Metals Service Center Institute
- Abbreviation: MSCI
- Predecessor: American Horseshoe and Heavy Hardware Association, American Steel Warehouse Association, Steel Service Center Institute
- Merger of: National Association of Aluminum Distributors
- Headquarters: 4201 Euclid Avenue
- Location: Rolling Meadows, Illinois, United States;
- Website: www.msci.org

= Metals Service Center Institute =

American trade association

The Metals Service Center Institute (MSCI) is a trade association and nonprofit organization based in Rolling Meadows, Illinois, in the United States. It was established as the American Horseshoe and Heavy Hardware Association in 1909 and was subsequently known as the American Steel Warehouse Association, then the Steel Service Center Institute. The organization's members are primarily metal service centers that inventory and distribute metals for industrial customers and perform first-stage processing. MSCI has approximately 400 members operating from 1,500 locations primarily in North America. MSCI members purchase about 75 million tons of steel, aluminum and other metals from metals producers, with 300,000 customers, primarily businesses in manufacturing and fabrication. The organization formerly produced the trade publication Forward Magazine and issues a monthly "Metals Activity Report".

== History ==
The organization was originally called the American Horseshoe and Heavy Hardware Association when it was founded in 1909. In 1936, the name was changed to the American Steel Warehouse Association. In 1952 it was changed again, to the Steel Service Center Institute, and in 2002 — reflecting that year's merger with the National Association of Aluminum Distributors — the word "steel" was changed to "metals".

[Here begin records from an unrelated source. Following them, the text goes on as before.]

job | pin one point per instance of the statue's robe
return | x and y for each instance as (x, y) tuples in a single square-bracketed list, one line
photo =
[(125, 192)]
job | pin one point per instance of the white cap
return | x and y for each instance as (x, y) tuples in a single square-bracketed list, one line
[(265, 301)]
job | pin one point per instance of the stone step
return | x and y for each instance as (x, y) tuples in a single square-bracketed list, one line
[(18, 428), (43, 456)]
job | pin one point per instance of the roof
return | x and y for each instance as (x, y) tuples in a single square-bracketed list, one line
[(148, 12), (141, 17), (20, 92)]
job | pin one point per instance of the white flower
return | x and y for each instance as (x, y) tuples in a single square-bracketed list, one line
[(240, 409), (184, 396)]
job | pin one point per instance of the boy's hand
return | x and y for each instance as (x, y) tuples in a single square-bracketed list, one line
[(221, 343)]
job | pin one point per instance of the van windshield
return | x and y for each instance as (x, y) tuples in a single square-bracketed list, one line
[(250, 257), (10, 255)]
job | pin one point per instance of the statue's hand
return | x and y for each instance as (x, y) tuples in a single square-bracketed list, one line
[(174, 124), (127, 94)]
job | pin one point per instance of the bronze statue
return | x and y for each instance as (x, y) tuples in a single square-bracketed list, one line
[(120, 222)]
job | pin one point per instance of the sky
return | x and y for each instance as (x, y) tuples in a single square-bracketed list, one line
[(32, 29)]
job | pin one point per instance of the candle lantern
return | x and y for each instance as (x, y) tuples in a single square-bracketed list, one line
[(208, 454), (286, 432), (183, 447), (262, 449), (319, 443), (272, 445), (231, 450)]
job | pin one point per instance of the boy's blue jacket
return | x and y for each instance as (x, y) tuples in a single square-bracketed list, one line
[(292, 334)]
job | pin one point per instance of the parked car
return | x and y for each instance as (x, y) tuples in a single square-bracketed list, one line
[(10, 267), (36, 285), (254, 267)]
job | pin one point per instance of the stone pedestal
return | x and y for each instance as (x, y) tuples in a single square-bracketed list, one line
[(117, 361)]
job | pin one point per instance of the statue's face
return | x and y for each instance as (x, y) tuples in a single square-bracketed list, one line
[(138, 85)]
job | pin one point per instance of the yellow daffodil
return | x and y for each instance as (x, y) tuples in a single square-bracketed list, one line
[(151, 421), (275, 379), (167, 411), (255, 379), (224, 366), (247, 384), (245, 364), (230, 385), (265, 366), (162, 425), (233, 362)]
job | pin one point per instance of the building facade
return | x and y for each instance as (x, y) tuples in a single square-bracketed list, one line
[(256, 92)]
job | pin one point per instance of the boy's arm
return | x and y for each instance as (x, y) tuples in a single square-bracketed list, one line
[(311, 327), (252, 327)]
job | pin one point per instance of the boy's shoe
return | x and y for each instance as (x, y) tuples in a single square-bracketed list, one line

Illinois governor Bruce Rauner and former Massachusetts governor Mitt Romney were featured speakers at the organization's annual meeting in 2015.

== Mission ==
The mission of MSCI is promoting the profitability and health of the metals industry and its role in the North American value chain. The organization delivers information, conferences and professional development, including a series of courses in cooperation with Washington University in St. Louis; safety practices studies and guidelines, a safety helpline, and industry benchmarking, and is a voice for the manufacturing industry. In October 2015, MSCI partnered with the National Safety Council as part of the effort to improve safety in the metals industry.

MSCI produces the monthly "Metals Activity Report", which tracks aggregate service center shipments and inventory levels for steel, aluminum, stainless in the United States and Canada. In addition to being used by MSCI members, this report is frequently referenced by market analysts and investors, economists, and the media, and is even cited in U.S. Securities and Exchange Commission (SEC) filings.

MSCI lobbies governmental bodies on behalf of the metals industry. MSCI sometimes also involves itself in legal proceedings on behalf of member businesses or the industry in general, as when it filed an amicus brief in a Clean Air Act case in 2014, or when it filed another amicus brief in a lawsuit involving auto manufacturer Volvo in 2015.

In 2010, MSCI asked American scientist and award-winning science fiction author David Brin "to create a comic book set 20 years from now that discusses the many reasons for US industrial decline... and how it might come back." The resulting graphic novel, with art by Jan Feindt, is called Tinkerers.

== Advocacy ==
In July 2024, MSCI signed a letter to members of both the House Committee on Armed Services and the Senate Committee on Armed Services opposing Section 828 of S. 4628, the National Defense Authorization Act for Fiscal Year 2025, entitled "Requirement for Contractors to Provide Reasonable Access to Repair Materials," which would require contractors doing business with the US military to agree "to provide the Department of Defense fair and reasonable access to all the repair materials, including parts, tools, and information, used by the manufacturer or provider or their authorized partners to diagnose, maintain, or repair the good or service."

== Leadership ==
MSCI's Chief Executive Officer and President is Robert Weidner. Justin Scott is Vice President of Innovation and Analytics, Rose Manfredini is Vice President of Membership and Events; Kathy Spellman is Vice President, Account Management, Ferrous and Affiliates, Julie Thane is Vice President, Account Management Non-Ferrous, Monique Combs is Vice President, Knowledge and Learning, Ryan Hietpas is Executive Director, Digitalization and Technology.